World Human Rights Day:

Kashmiris March to Demand Human Rights

By Syed Iftikhar Gilani

NEW DELHI - Children and other victims of Indian atrocities in occupied Jammu and Kashmir today (10th December 1996) marched on the streets of Indian capital New Delhi on the eve of World Human Rights Day. The protest march was led by the leaders the All­Party Hurriyat Conference (APHC), who later, along with 20 APHC activists, started a 72­hour hunger strike outside the United Nations (UN) office in New Delhi. Four victims of state terrorism: Ghulam Ahmad Malla, 55, Shabir Ahmad Tantray, 20, Nilofar, 29, and Iqra, 10, presented a memorandum to the UN National Information Officer Mr.

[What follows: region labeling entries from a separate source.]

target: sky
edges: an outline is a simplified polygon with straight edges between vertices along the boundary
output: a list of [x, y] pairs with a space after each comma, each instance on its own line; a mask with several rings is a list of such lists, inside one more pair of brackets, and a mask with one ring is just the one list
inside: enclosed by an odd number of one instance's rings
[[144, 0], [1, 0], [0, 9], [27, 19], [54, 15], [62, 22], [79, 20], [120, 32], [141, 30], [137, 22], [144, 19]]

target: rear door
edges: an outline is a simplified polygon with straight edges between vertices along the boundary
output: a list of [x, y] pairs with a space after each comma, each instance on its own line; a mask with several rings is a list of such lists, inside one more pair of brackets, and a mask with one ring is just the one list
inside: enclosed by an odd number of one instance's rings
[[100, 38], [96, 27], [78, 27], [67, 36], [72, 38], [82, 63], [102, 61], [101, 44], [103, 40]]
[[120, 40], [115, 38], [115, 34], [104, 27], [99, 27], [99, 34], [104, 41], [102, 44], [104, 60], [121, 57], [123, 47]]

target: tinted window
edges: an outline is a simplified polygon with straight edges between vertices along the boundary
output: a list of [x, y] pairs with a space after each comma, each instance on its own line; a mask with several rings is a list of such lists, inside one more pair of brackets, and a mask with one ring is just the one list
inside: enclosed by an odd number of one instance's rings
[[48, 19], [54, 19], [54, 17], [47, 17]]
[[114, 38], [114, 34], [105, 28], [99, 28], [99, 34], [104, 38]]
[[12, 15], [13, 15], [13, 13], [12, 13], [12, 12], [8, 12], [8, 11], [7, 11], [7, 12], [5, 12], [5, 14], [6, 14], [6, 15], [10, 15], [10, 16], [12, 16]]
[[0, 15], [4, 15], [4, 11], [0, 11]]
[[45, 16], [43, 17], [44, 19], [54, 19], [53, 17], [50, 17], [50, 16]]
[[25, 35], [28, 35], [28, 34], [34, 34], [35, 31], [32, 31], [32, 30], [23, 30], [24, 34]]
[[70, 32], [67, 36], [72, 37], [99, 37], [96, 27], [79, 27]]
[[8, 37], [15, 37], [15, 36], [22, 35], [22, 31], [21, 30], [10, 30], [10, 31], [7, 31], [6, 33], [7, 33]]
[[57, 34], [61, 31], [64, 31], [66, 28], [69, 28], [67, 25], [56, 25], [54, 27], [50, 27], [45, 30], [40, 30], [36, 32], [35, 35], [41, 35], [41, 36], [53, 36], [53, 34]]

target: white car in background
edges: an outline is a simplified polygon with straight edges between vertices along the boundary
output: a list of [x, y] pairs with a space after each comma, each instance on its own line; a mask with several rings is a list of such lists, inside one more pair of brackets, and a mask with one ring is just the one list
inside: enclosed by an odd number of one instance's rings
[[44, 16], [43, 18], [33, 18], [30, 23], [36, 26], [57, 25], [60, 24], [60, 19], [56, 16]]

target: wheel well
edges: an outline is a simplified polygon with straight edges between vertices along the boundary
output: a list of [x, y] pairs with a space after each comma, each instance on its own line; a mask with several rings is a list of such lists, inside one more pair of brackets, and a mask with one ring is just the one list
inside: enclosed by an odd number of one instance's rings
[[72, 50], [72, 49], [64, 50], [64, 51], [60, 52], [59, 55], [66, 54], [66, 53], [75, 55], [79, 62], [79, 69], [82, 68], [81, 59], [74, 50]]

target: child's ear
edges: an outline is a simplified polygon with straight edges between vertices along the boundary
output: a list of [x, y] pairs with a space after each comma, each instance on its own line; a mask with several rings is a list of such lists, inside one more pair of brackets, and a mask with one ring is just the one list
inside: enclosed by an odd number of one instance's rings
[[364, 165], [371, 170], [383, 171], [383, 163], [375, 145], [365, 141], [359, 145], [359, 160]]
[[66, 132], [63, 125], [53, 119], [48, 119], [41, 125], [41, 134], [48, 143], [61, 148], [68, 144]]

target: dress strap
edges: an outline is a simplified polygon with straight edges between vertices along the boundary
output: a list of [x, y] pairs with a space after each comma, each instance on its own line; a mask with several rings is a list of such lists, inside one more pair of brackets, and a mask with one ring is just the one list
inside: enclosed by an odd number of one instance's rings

Rajiv Chandaran, who met the delegation on behalf of the UN Representative in India.

The march which started at 10 a.m. from the Nizamuddin area of New Delhi, took about two hours to cover a distance of two kilometres to reach the UN office, amidst heavy police bandobast. Most of the marchers had either their legs or arms missing or had bullet or burn injuries on their bodies. All of them had harrowing tales to tell the world. Four victims, along with Tapan Bose, a noted Indian human rights activists, met the UN official on behalf of protesters. They appealed to the world body to intervene effectively and come to the rescue of Kashmiris and prevail upon India to stop human rights violations by the Indian forces. They also urged the world body to send a deputation of human rights observers to the Occupied State and arrange relief and rehabilitation of victims. Nilofar, 29, a housewife, carrying a baby, told the UN official that her father, mother, brother and husband were killed in broad day light by the BSF in their house in Shalimar area in Srinagar. Most pathetic was the case of Iqra, a 10-year-old girl, who lost all her family last year when the army barged into her house at Nowshahra in Srinagar and shot her father, uncle and mother dead. Ghulam Ahmad Mall (55) told the UN official that during a crackdown the Indian forces pressed red hot iron over his body. "Tears tolling down his eyes he said that he was the only supporter of his family of six and is now handicapped. Shabir Ahmad Tantray, a 12 grade student, whose arm was amputated, wanted to know from the representative of the world body if they could arrange for his rehabilitation. "I was shot at by the army in 1993 without any provocation while returning from school."

The UN official appreciated the sentiments of the marchers and said that the memorandum presented would be sent directly to the Secretary General by this evening through a hot-line fax. He maintained that though the organisation will use its good offices to prevail upon India to stop atrocities in Kashmir, the UN has other considerations in addition to those in Kashmir. He assured the delegation that the World Body will try its best to arrange relief work in consultation with other organisations in the occupied Jammu and Kashmir.

The aim of the rally, said the APHC spokesman, "was to highlight the excesses being perpetrated on the helpless people of Kashmir." He announced that 20 APHC activists including chairman Mirwaiz Umar Farooq, Syed Ali Geelani, Abdul Gani Lone, Mohammad Yasin Malik, Javaid Mir and a senior Shia leader, Aga Syed Hassan, started a 72­hour hunger strike outside the UN office.